New Orleans Pelicans forward Ryan Anderson (33) shoots over Houston Rockets forward Joey Dorsey (8) in the second half of an NBA basketball game Friday, Jan. 2, 2015, in New Orleans. (AP Photo/Butch Dill)

The New Orleans Pelicans’ troubles scoring against the Golden State Warriors in the teams’ first two playoff games have put some of the spotlight on forward Ryan Anderson.

Anderson, a key player off the bench as the team’s 3-point shooter, averaged 13.7 points in 61 games this season. But in two playoff games, he has scored a total of seven points on 2-of-11 shooting, including 1-of-4 on 3-pointers.

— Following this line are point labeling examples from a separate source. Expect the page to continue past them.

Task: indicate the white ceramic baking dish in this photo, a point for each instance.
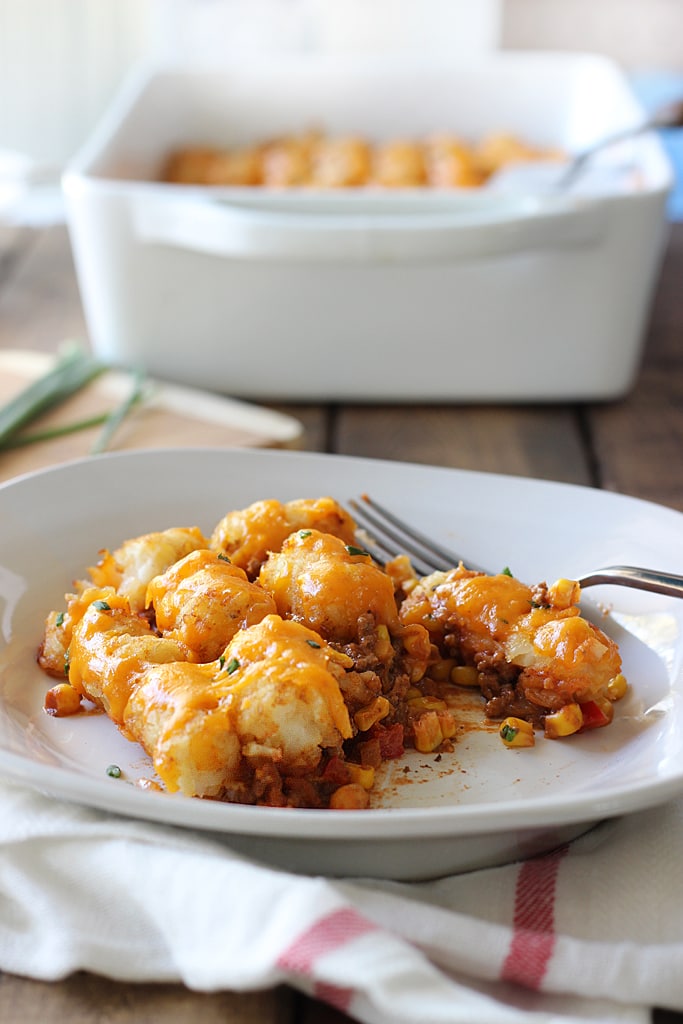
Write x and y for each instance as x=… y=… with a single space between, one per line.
x=466 y=296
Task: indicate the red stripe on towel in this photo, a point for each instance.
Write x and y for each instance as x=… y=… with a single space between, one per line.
x=534 y=922
x=326 y=935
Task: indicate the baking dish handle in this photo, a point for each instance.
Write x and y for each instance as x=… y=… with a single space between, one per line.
x=485 y=230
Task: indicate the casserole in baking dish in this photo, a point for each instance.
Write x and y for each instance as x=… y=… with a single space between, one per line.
x=456 y=294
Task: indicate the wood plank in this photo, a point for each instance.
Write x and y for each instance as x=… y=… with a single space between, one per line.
x=40 y=305
x=85 y=998
x=540 y=441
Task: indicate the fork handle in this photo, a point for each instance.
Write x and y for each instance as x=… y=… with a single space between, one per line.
x=632 y=576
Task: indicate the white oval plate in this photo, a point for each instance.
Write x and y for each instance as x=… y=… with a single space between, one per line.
x=481 y=805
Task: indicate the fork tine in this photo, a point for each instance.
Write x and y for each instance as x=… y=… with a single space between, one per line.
x=379 y=520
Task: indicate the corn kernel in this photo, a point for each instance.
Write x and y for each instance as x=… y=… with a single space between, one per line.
x=62 y=699
x=516 y=732
x=351 y=797
x=363 y=774
x=617 y=687
x=367 y=717
x=427 y=731
x=447 y=724
x=464 y=675
x=563 y=722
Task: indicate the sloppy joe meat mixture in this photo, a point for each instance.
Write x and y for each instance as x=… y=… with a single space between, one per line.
x=275 y=663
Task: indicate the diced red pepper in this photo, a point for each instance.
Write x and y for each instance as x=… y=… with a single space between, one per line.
x=595 y=716
x=390 y=739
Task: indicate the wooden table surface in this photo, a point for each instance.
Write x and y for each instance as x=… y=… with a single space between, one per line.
x=634 y=445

Anderson, who returned to the Pelicans on April 1 after missing 18 games with a sprained right knee, said it has been difficult to find his rhythm coming back from the injury. But he said the bigger reason he struggled at Golden State is that Warriors, especially forward Harrison Barnes, have done a good job against him.

“They’re putting a smaller guy on me and basically not leaving me (open),” he said. “The few shots that I do get, I’d like to make them. That’s why I’m working.”

Often in cases involving a perimeter shooting power forward like Anderson, the counter move would be to post low against the smaller defender.

“They run him off the line; they switch a lot,” Pelicans coach Monty Williams said. “Even when he posts up, Harrison is an athletic guy, and (Andre) Iguodala is a great defender.”

Anderson takes solace that the threat of his making a 3-pointer still opens the court for teammates to drive to the basket or get shots.

Williams said he and his staff have to do a better job of getting Anderson open.

“Ryan will get his opportunities,” Williams said. “The numbers say he’s going to shoot the ball well from here on out. He hasn’t shot it as well, but he hasn’t had those clear looks at the basket that he’s accustomed to.”

Since his second game back April 3, Anderson has shot 22-of-77 (28.6 percent).

“Every team we’ve played has really had something to play for, playoff-wise,” he said. “So teams are trying to take me out, and that’s something I have to understand, especially now.”

Defense first

Williams was asked whether having starting center Omer Asik in the lineup was not a good tradeoff for scoring. Asik, a good defensive player, has scored just four points.

Williams said it was a good tradeoff, noting that the Warriors, who averaged 113 points at home during the regular season, have averaged just 101.3 in the two playoff games.

“The tradeoff isn’t bad, but we need the scoring,” Williams said.

“I wish it was football” with an offensive unit and a defensive unit, he said. “It’s not, and I don’t have enough timeouts (for offense/defense basketball) to do that.”

Williams said taking advantage of defensive stops with the fast break would help.


Thursday’s game is sold out, but required holds could be released back on, the team said. … Williams will be part of an NBA contingent that be on hand for the league’s first game in Africa on Aug. 1 in Johannesburg. The game will feature Team Africa vs. Team World and will benefit several charities. The game will take place after Basketball Without Borders Africa, an NBA and FIBA global development campaign.